Regarding DEPM and its infinite version, I think it's a good idea to use Dirichlet distributions for features. However, it's not clear for me how much of performance improvement of DEPM compared to EPM in link prediction is due to shrinkage improvement and not resolving unidentifiability problem using Dirichlet distributions.
Finally, while it is clear based on the experiments that EPM has the least shrinkage among the methods, it would be nice if this problem was illustrated on a simulated dataset, were the real number of latent factors is known.

The paper proposes some refinement to the infinite edge partition model (EPM) that may suffer from relatively poor shrinkage effect for estimating the number of network components. The paper is an easy read, the observations about this particular limitation of EPM are correct and the experiments are well designed.

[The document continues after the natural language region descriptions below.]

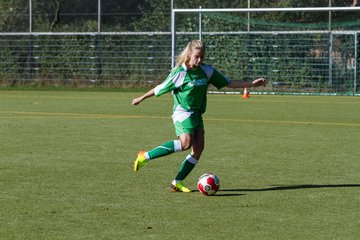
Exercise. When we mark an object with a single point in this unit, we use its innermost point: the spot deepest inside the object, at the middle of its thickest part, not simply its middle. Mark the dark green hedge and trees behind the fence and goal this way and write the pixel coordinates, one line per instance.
(296, 61)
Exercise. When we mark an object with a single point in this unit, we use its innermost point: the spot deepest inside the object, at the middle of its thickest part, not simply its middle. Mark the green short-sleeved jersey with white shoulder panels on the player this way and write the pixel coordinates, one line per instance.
(189, 87)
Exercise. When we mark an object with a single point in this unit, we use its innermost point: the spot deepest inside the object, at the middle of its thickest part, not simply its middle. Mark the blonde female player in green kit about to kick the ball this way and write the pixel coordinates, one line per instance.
(189, 82)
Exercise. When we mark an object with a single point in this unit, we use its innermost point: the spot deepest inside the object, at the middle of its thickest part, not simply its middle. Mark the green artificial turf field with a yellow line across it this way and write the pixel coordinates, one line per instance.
(288, 165)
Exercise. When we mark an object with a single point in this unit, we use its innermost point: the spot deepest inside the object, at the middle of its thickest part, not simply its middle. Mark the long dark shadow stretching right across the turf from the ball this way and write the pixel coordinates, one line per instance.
(282, 188)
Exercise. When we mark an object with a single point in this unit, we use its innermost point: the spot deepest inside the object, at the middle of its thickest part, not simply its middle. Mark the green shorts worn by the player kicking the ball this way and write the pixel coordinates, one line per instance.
(189, 124)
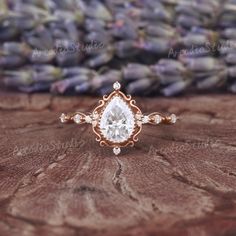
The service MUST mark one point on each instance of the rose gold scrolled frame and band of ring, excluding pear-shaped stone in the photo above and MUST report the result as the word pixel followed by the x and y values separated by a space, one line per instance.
pixel 94 118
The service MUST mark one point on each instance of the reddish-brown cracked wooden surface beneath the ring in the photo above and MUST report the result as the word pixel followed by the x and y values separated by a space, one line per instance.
pixel 178 180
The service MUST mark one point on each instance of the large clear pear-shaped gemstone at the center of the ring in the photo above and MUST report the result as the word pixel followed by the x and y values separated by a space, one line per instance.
pixel 117 121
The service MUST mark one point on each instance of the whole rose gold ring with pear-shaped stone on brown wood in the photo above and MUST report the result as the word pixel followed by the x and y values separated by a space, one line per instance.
pixel 117 121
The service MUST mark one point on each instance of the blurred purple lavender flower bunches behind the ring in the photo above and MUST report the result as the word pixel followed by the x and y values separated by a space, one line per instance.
pixel 153 47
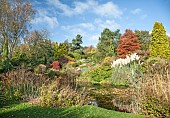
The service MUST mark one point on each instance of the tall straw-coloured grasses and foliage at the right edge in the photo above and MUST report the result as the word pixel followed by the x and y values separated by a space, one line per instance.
pixel 154 92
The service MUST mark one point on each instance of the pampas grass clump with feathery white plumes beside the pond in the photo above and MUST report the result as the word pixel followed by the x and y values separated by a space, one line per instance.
pixel 125 71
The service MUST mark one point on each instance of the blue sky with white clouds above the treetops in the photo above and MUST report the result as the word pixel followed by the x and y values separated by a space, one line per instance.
pixel 64 19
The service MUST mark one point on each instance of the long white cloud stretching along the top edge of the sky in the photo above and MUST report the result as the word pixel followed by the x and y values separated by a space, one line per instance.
pixel 92 6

However, the paper has the following limitations which must be addressed:
1. Please use different notations for "a." and "b." in the sentence on line 80 and for "m_{i,k}", "m_{j,k}" on line 203.
2. The observations about the shrinkage are correct in the paper. However, by imposing priors on the parameters of the gamma distribution, some of these undesired behaviors can be avoided. For example, please review the following papers and the experimental setup therein:
-- http://jmlr.org/papers/v17/15-633.html
-- https://link.springer.com/chapter/10.1007%2F978-3-319-23528-8_18
-- https://mingyuanzhou.github.io/Papers/DLDA_TLASGR_v12.pdf
Perhaps, a more detailed experimental analysis would reveal that the problem with shrinkage is not that critical and can be mitigated.
3. Moreover, several papers have already used the Dirichlet priors to get around this specific problem of shrinkage and identifiability. For example, please review the following paper:
-- https://www.cse.iitk.ac.in/users/piyush/papers/topic_kg_aistats.pdf
4. The infinite DEP model is novel. However, the derivations in Section 4.3 are related to the usage of Dirichlet-multinomial distribution. So while the introduction of the collapsed sampler is novel, the derivation of the same may not be considered that novel.
5. Please fix the typo "an another important theorem..".